We left the Black Hills, which is a heck of a nice place with some amazing rocks and lots of wildlife. The ponderosa pine trees in the black hills are generally smaller and have more limbs than the same species in Idaho and Oregon. In the southern areas it was mostly what the loggers would call bull pine or apppletrees with lots of low, large limbs. In some of the area it is oak mixed with ponderosa pine which makes for some terriffic wild turkey and whitetail deer habitat.
We traveled north via Deadwood, which is interesting but heavily touristed with lots of casinos, and Sturgis, which is an attractive, quiet and clean town on a Sunday morning in September, but which has lots of large drinking establishments to accomodate the famous motorcycle rally. The old Dodge turned 100,000 miles on the odometer rolling down mainstreet in Sturgis - finally got it broken in so it can run right.

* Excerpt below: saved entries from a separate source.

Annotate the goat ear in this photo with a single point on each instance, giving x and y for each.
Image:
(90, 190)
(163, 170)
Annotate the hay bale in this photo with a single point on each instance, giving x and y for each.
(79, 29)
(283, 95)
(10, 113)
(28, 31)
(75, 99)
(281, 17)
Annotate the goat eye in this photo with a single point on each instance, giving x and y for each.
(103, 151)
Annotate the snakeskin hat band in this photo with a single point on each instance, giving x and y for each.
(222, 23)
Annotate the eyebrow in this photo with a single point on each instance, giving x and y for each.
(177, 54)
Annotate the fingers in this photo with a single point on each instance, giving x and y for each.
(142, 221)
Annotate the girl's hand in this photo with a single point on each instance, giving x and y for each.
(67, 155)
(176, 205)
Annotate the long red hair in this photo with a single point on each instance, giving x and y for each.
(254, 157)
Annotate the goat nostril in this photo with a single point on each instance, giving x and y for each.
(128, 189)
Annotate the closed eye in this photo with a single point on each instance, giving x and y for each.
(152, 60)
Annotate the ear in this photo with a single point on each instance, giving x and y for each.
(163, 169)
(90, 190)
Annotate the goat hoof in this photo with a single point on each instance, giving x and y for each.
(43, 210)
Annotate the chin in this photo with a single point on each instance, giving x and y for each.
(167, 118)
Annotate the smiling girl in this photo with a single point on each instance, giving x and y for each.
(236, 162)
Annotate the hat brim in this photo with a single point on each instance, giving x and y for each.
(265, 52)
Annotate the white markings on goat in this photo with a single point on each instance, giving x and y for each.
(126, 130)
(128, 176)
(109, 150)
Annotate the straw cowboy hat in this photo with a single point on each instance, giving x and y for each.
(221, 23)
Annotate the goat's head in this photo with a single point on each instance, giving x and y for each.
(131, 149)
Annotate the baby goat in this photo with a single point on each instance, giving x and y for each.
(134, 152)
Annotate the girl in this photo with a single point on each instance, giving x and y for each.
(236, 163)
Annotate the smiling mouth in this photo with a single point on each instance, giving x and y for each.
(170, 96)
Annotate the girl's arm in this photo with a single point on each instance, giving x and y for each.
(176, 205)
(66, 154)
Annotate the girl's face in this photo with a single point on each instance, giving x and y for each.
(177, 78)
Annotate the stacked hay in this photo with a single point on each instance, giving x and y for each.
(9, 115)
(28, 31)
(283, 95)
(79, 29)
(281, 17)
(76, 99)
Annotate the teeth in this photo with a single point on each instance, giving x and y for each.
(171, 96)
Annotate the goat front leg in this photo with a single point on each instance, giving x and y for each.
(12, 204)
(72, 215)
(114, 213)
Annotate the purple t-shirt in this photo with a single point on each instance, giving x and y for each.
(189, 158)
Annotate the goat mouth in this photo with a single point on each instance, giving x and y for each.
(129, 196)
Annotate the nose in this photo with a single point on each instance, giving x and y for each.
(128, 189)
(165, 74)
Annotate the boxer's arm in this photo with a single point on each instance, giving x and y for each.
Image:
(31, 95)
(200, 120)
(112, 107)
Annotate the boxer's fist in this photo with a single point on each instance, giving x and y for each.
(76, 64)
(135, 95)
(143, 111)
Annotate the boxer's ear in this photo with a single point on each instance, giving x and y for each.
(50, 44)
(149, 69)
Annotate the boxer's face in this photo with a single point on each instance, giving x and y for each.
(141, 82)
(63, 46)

Stopped by Belle Fourche to see if I could do more family research, but the museum was closed so I turned the dogs loose and admired the "Center of the USA" monument located near the museum.
Western South Dakota and SW North Dakota is mostly flat, open prairie, rolling hills and grasslands. I thought there were a lot of antelope in Wyoming, but there may be more in the area we just passed through.
Also, there are oil wells and coal fields all along this route. The town of Hazen,where we are staying,and the neghboring town of Beula have several synthetic fuel plants, coal gasification plants and coal-fired electric plants and we passed a huge shovel working in a coal strip operation this afternoon. Also passed a state wildlife management area which was several thousand acres of reforested coal mine spoils that had more trees than we had seen in two days.
I'm having trouble sending e-mails on my usual system - must have something to do with the unsecured nature of the RV park WiFi systems. I'll try to figure it out when we get near a larger city.